Chomsky has revived Peirce’s theory of abduction, not in order to arrive at an explanatory theory of language, but rather to attribute the capacity for abduction to the child who acquires language. In the same way that, as Peirce speculated, man is somehow attuned to the rest of the universe so that he is able to theorize successfully about it, so it is that “knowledge of a language — a grammar — can be acquired only by an organism that is ‘preset’ with a severe restriction on the form of grammar.”
This innate restriction is a precondition, in the Kantian sense, for linguistic experience, and it appears to be the critical factor in determining the course and result of language learning. The child cannot know at birth which language he is to learn, but he must know that its grammar must be of a predetermined form that excludes many imaginable languages. Having selected a permissible hypothesis, he can use inductive evidence for corrective action, confirming or disconfirming his choice. (Chomsky)

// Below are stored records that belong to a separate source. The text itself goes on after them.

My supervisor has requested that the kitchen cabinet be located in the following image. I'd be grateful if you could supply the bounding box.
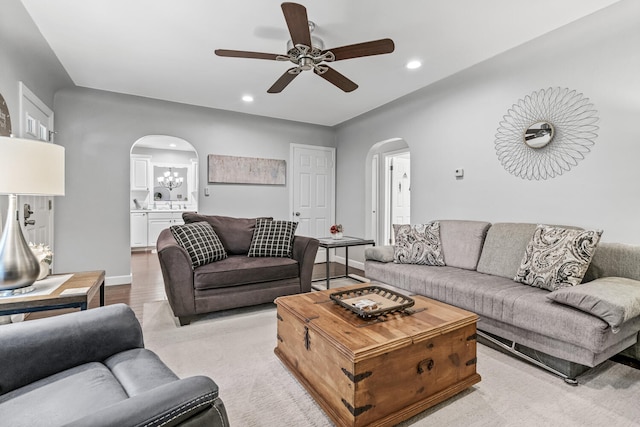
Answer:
[131,212,148,248]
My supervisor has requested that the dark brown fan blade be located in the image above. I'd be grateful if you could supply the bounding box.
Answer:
[323,39,395,61]
[267,67,299,93]
[313,67,358,92]
[215,49,280,61]
[282,3,311,47]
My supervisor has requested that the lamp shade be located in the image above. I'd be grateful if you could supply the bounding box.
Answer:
[0,137,64,196]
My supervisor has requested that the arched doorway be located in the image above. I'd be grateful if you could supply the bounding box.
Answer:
[129,135,198,250]
[365,138,411,245]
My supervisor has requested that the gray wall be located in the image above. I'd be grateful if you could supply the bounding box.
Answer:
[0,0,73,125]
[336,0,640,258]
[54,88,335,283]
[0,0,73,241]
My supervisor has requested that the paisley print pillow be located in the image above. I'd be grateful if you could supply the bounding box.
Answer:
[513,225,602,291]
[393,221,445,266]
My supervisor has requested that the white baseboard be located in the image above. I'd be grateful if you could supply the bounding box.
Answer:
[104,274,132,286]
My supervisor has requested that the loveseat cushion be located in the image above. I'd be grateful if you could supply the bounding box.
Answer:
[182,212,270,255]
[0,362,128,426]
[439,220,491,270]
[193,255,299,290]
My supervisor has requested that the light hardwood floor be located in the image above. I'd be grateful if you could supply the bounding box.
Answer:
[89,251,364,319]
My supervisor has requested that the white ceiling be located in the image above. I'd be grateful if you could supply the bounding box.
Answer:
[22,0,617,126]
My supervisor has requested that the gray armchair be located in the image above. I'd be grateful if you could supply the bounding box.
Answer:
[0,304,229,427]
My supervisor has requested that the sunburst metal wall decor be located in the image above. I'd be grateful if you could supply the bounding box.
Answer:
[495,87,598,180]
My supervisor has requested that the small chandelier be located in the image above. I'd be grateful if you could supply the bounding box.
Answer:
[158,168,184,191]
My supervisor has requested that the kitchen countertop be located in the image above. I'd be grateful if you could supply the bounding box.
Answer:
[131,209,195,213]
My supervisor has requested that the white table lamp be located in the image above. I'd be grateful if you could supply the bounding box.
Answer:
[0,136,64,293]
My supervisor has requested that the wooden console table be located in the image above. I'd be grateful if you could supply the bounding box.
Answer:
[0,270,105,316]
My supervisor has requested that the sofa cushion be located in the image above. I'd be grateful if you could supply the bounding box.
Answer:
[365,261,640,353]
[104,348,178,397]
[193,255,300,290]
[248,218,298,258]
[182,212,270,255]
[0,362,128,426]
[582,242,640,283]
[364,245,394,262]
[478,222,537,279]
[547,277,640,333]
[393,221,444,266]
[439,220,491,270]
[513,225,602,291]
[169,221,227,268]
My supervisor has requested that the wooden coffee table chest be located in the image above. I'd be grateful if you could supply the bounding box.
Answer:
[274,284,480,427]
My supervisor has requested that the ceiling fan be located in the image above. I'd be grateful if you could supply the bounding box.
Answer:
[215,3,395,93]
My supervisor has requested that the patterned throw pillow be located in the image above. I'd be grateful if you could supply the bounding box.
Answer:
[169,221,227,268]
[513,225,602,291]
[247,218,298,258]
[393,221,445,266]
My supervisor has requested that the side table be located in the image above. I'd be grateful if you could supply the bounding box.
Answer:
[0,270,105,316]
[315,236,376,289]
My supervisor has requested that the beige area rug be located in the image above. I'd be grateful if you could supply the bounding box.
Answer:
[143,294,640,427]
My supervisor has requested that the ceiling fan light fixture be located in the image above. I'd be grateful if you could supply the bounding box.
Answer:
[215,2,395,93]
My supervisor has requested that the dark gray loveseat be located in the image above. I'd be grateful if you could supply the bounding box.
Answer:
[157,216,319,325]
[0,304,229,427]
[365,220,640,382]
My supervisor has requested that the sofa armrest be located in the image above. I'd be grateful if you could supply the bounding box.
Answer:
[67,376,229,427]
[293,236,320,293]
[156,228,196,317]
[0,304,144,394]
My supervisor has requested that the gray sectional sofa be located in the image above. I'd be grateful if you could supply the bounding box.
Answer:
[0,304,229,427]
[365,220,640,383]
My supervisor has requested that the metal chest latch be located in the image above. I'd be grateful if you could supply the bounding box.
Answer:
[304,326,311,350]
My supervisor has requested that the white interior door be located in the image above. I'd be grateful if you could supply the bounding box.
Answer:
[289,144,335,261]
[384,151,411,245]
[18,82,53,251]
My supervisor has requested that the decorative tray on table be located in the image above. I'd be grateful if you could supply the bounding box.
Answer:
[329,286,415,319]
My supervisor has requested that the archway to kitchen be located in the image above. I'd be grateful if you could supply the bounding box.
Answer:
[365,138,411,245]
[129,135,198,251]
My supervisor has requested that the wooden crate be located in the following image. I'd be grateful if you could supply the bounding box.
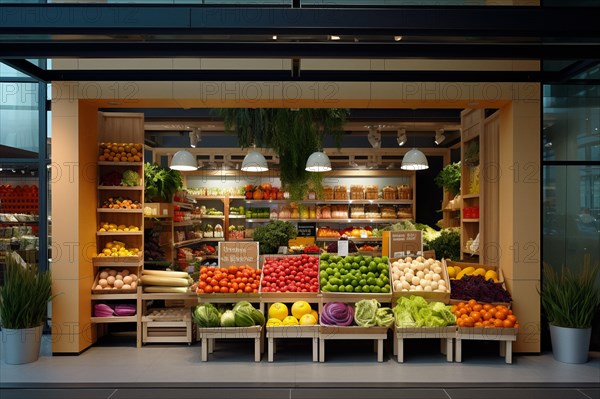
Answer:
[394,326,456,363]
[198,326,263,362]
[142,308,196,344]
[455,327,519,364]
[390,258,450,304]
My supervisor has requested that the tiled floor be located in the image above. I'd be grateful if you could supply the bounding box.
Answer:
[0,338,600,399]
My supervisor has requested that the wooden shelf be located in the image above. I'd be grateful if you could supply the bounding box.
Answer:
[90,316,138,324]
[98,161,144,166]
[98,186,144,191]
[97,208,144,213]
[173,237,225,248]
[96,231,144,236]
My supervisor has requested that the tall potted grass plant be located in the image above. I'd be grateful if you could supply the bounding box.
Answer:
[540,254,600,363]
[0,252,54,364]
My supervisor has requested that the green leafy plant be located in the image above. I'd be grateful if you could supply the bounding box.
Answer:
[427,228,460,260]
[252,220,298,254]
[144,162,183,202]
[540,254,600,328]
[218,108,348,200]
[434,162,461,197]
[0,252,56,330]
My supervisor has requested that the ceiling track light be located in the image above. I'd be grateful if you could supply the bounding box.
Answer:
[397,129,407,147]
[434,129,446,145]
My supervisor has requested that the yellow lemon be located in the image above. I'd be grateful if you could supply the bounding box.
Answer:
[281,316,298,326]
[269,302,288,320]
[300,313,317,326]
[267,317,281,327]
[292,301,312,320]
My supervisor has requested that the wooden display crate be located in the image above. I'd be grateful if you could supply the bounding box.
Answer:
[198,326,263,362]
[455,327,519,364]
[319,325,388,363]
[390,258,450,304]
[266,325,320,362]
[394,326,456,363]
[142,308,196,344]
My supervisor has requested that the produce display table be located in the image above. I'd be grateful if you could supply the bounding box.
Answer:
[319,326,388,363]
[394,326,456,363]
[267,325,319,362]
[198,326,263,362]
[455,327,519,364]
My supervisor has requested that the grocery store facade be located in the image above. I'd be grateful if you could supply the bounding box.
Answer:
[0,1,600,372]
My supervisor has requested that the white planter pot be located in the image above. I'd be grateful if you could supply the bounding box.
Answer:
[550,324,592,363]
[2,324,44,364]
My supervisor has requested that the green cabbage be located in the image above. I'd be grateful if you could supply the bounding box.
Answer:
[121,170,140,187]
[192,303,221,327]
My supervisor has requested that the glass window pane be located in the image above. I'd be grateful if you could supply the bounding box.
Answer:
[543,85,600,161]
[0,82,39,158]
[543,166,600,267]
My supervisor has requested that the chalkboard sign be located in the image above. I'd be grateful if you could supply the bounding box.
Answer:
[298,223,317,237]
[219,241,258,269]
[389,230,423,258]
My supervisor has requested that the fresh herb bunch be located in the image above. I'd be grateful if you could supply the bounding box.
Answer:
[144,162,183,202]
[252,220,298,254]
[0,252,56,330]
[434,162,461,197]
[428,229,460,260]
[218,108,348,200]
[540,254,600,328]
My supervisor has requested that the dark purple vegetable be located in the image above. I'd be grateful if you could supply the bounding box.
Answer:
[115,304,136,316]
[321,302,354,326]
[94,303,115,317]
[450,275,512,303]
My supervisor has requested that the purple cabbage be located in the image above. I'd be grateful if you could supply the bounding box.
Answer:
[450,275,512,303]
[321,302,354,326]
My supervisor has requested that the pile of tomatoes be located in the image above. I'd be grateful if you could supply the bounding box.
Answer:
[261,254,319,292]
[196,266,261,294]
[451,299,519,328]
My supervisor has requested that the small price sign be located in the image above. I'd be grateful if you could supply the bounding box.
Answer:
[389,230,423,258]
[219,241,259,269]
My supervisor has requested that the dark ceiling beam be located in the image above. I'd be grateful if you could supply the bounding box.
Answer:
[49,69,542,82]
[0,59,49,82]
[0,4,600,37]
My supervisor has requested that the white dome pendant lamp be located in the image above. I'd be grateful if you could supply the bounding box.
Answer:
[242,151,269,172]
[400,148,429,170]
[169,150,198,171]
[305,151,331,172]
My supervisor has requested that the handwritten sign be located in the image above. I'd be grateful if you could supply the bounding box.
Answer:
[389,230,423,258]
[298,223,317,237]
[219,241,258,269]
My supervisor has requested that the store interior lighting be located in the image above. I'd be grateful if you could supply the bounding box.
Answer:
[242,151,269,172]
[400,148,429,170]
[305,151,331,172]
[397,129,407,147]
[169,151,198,171]
[434,129,446,145]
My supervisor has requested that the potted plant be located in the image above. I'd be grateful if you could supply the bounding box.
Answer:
[0,252,55,364]
[540,254,600,363]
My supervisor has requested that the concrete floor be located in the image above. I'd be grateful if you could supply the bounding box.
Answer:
[0,336,600,399]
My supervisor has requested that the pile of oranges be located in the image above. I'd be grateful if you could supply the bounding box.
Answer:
[451,299,519,328]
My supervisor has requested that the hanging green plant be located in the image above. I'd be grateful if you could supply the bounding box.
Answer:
[434,162,461,197]
[218,108,348,200]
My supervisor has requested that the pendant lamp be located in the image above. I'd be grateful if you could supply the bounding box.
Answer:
[400,148,429,170]
[242,151,269,172]
[305,151,331,172]
[170,151,198,171]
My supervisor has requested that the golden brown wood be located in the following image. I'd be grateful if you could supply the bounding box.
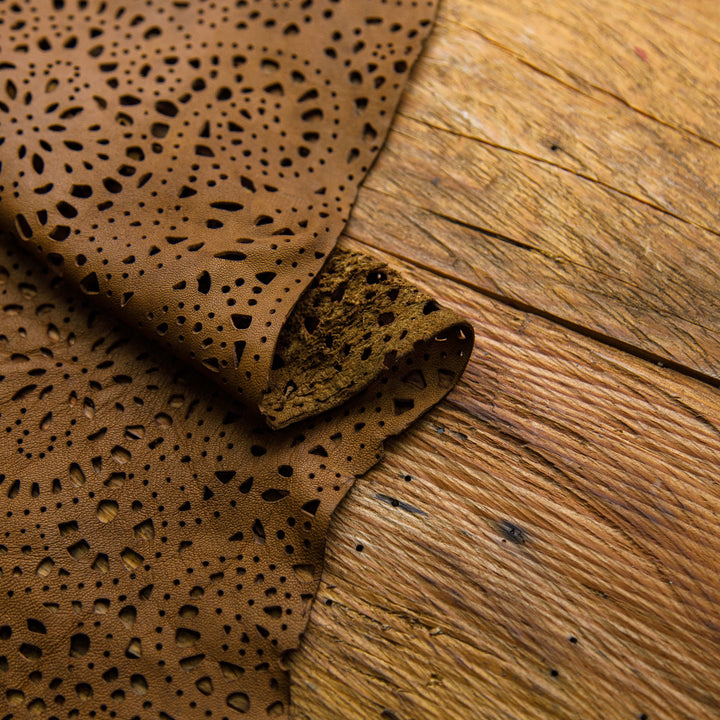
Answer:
[291,0,720,720]
[348,0,720,381]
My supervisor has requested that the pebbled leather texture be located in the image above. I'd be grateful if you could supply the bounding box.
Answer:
[0,0,473,720]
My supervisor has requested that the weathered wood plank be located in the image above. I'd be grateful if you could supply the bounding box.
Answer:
[340,0,720,382]
[293,238,720,720]
[445,0,720,145]
[400,19,720,233]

What is odd of course is not Chomsky’s idea that language can only be learned by an organism “preset” with a severe restriction on the form of grammar — this squares very well with the suggestion made in this paper that all sentences in any language must take the form of a coupling made by a coupler — but rather Chomsky’s proposal to shift the burden of explanation from the linguist, the theorist of language as a phenomenon, to the child, the subject under study. Chomsky’s theory of language is that the child is capable of forming a theory of language.
Now Chomsky’s abdication may or may not be justified. Perhaps in the long run it will turn out that it is not possible to arrive at an explanatory theory of language in any ordinary sense of the word and that the only “explanation” available is that the child somehow hits on the grammar of a language after a fragmentary input. If this is so, we must face up to the fact that we have reverted to homunculus biology, explaining human potentialities both in spermatozoa and in children by supposing that each somehow has a little man locked inside. I believe, however, that by the serious use of abduction, hypothesis, not the attributing of it to the child but the figuring out of what goes on inside the head of a child, the theorist can hope to make a start toward the construction of a relatively simple and parsimonious model along Peircean lines.
It is curious to note in passing that if one is seeking philosophical progenitors for Peirce’s theory of abduction and the realism underlying his analysis of the scientific method, one is inevitably led not to Descartes and a mind-body dualism but, according to Peirce, to Duns Scotus!
7. Suppose one were to advance the following tentative hypothesis:
The basic and genetically prime component of the LAD is a semological-phonological device through which semological elements are coupled with phonological elements. Such linkages form a finite inventory of semological-phonological configurations or “semophones,” stable functional entities which correspond to semantically contentive words, e.g., wet, yellow, sock, knee. These semophones in turn become available for couplings to form a large number of “open-open” combinations, which are nothing less than primitive forms of the adult NP-VP sentence.
If this is the case, two questions arise: (1) Does such a model allow the possibility of looking for a neurophysiological correlate of the LAD — a possibility apparently disallowed by a basically syntactical model — and (2) if so, is there presently any evidence of such a correlate?
For some time I had supposed that the basic event which occurs when one utters or understands a sentence must be triadic in nature (Percy). That is to say, sentences comprise two elements which must be coupled by a coupler. This occurs in both the naming sentence, when semological and phonological elements are coupled, and in the standard declarative NP — VP sentence which comprises what one talks about and what one says about it.